38The only information I have about the content of the disputed plan and what is in dispute was provided in the respondent’s submissions, which are uncontradicted.
39The original amount of the plan submitted was $16,112.81, according to the respondent.
40The respondent advises that it denied a neurological assessment, four charges related to file review, and two charges related to transportation. The balance in dispute was $7,712.81.
41The respondent advises that it subsequently approved the neurological assessment in the amount of $2,000.00, and that the current amount in dispute is $5,712.81. The respondent didn’t provide an approval date, nor a copy of any document approving the assessment. However, the applicant didn’t reply to the respondent’s submissions to suggest this information was inaccurate.
42Based on the respondent’s submissions, the remaining amounts in dispute relate to charges for reviewing file content and transportation.
43The applicant hasn’t made any submissions specifically relating to the amount in dispute for the CAT assessments. There is no breakdown of the disputed amount. The only reference to these assessments in the applicant’s submissions relate to the findings made by the assessors about her level of impairment.
44There are no submissions as to why the disputed amount of the plan is reasonable or necessary. As there are no submissions on the amounts in dispute and why they are reasonable, the applicant hasn’t met the burden to demonstrate entitlement.

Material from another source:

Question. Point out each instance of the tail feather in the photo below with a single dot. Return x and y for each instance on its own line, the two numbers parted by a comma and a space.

45The respondent submitted that it has paid the maximum amounts required by the Professional Services Guideline and the Schedule. It argues that file reviews are included in the assessment fee it agreed to pay. It also submits that the applicant hasn’t provided any receipts for the cost of transportation.

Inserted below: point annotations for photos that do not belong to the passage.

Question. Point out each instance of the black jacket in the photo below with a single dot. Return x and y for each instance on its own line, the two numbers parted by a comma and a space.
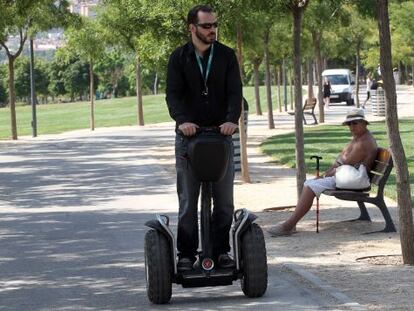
185, 85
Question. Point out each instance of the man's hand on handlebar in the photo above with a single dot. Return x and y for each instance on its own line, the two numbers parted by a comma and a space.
188, 128
228, 128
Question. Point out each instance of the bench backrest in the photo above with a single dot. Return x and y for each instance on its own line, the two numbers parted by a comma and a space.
382, 168
309, 105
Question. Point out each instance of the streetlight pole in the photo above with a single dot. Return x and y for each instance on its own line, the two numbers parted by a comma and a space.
32, 90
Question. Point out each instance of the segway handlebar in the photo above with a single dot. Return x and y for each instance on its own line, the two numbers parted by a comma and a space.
317, 161
202, 129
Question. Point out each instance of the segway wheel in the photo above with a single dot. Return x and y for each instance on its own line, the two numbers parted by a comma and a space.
254, 262
158, 267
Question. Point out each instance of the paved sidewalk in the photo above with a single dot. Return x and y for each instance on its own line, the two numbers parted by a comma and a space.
275, 185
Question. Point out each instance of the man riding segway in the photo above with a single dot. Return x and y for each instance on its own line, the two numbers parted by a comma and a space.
204, 96
203, 89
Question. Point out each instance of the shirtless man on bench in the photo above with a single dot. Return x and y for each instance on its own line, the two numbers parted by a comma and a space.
362, 149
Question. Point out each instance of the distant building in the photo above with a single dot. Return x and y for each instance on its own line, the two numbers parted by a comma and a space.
84, 7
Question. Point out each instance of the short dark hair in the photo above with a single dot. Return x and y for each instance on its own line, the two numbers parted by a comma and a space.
192, 17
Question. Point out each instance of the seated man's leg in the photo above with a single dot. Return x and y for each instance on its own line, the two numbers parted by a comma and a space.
303, 206
312, 188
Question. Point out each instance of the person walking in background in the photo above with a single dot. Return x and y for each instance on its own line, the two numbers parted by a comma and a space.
203, 89
369, 85
327, 92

46Section 25 of the Schedule says that an insurer isn’t liable to pay for expenses that exceed the maximum amount set out in the Professional Services Guideline. It also says that an insurer shall not pay more than $2,000.00 plus tax for any one assessment.

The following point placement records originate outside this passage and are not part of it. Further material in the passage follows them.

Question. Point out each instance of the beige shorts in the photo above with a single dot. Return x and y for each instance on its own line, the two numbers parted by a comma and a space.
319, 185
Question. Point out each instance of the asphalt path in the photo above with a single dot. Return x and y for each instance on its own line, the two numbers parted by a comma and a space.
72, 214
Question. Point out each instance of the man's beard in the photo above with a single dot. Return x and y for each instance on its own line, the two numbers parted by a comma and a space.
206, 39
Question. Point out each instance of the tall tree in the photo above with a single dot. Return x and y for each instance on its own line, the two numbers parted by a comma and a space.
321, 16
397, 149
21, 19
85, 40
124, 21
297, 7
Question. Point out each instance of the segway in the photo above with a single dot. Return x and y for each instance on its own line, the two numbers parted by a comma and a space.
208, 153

47No submissions or evidence were submitted to me to suggest a need for transportation assistance to assessments for the applicant.
48As the amounts claimed for transportation haven’t been provided, I am unable to determine if they are reasonable, even if I were to find a need for transportation assistance, which I have not.
49The applicant hasn’t proven entitlement to the balance of a plan for CAT assessments. The applicant hasn’t provided a copy of the plan or discussed the rationale or goals for it. There is no breakdown of the amount in dispute and no submissions on why the disputed amounts are reasonable and necessary. As a result, the applicant hasn’t met the burden to prove her entitlement.
Interest
50Interest applies on the payment of any overdue benefits pursuant to s. 51 of the Schedule. I find there are no overdue benefits to which interest applies.
Award
51The applicant sought an award under s. 10 of Reg. 664. Under s. 10, the Tribunal may grant an award of up to 50 per cent of the total benefits payable if it finds that an insurer unreasonably withheld or delayed the payment of benefits. The applicant didn’t identify the award as still being in dispute in her submissions. The applicant also didn’t make any specific submissions about an award for me to consider.
52The burden of proof rests on the applicant to establish entitlement to an award. The applicant has failed to meet the burden of proof. Further, as I have found no entitlement to benefits, there can be no award for unreasonably withheld or delayed payments.
ORDER
53For the reasons provided, I order as follows:
i. The applicant isn’t entitled to $2,200.00 for an in-home assessment.
ii. The applicant isn’t entitled to $7,712.81 ($16,112.81 less $8,400.00 approved) for the balance of catastrophic determination assessments.
iii. The applicant isn’t entitled to interest.
iv. The applicant isn’t entitled to an award.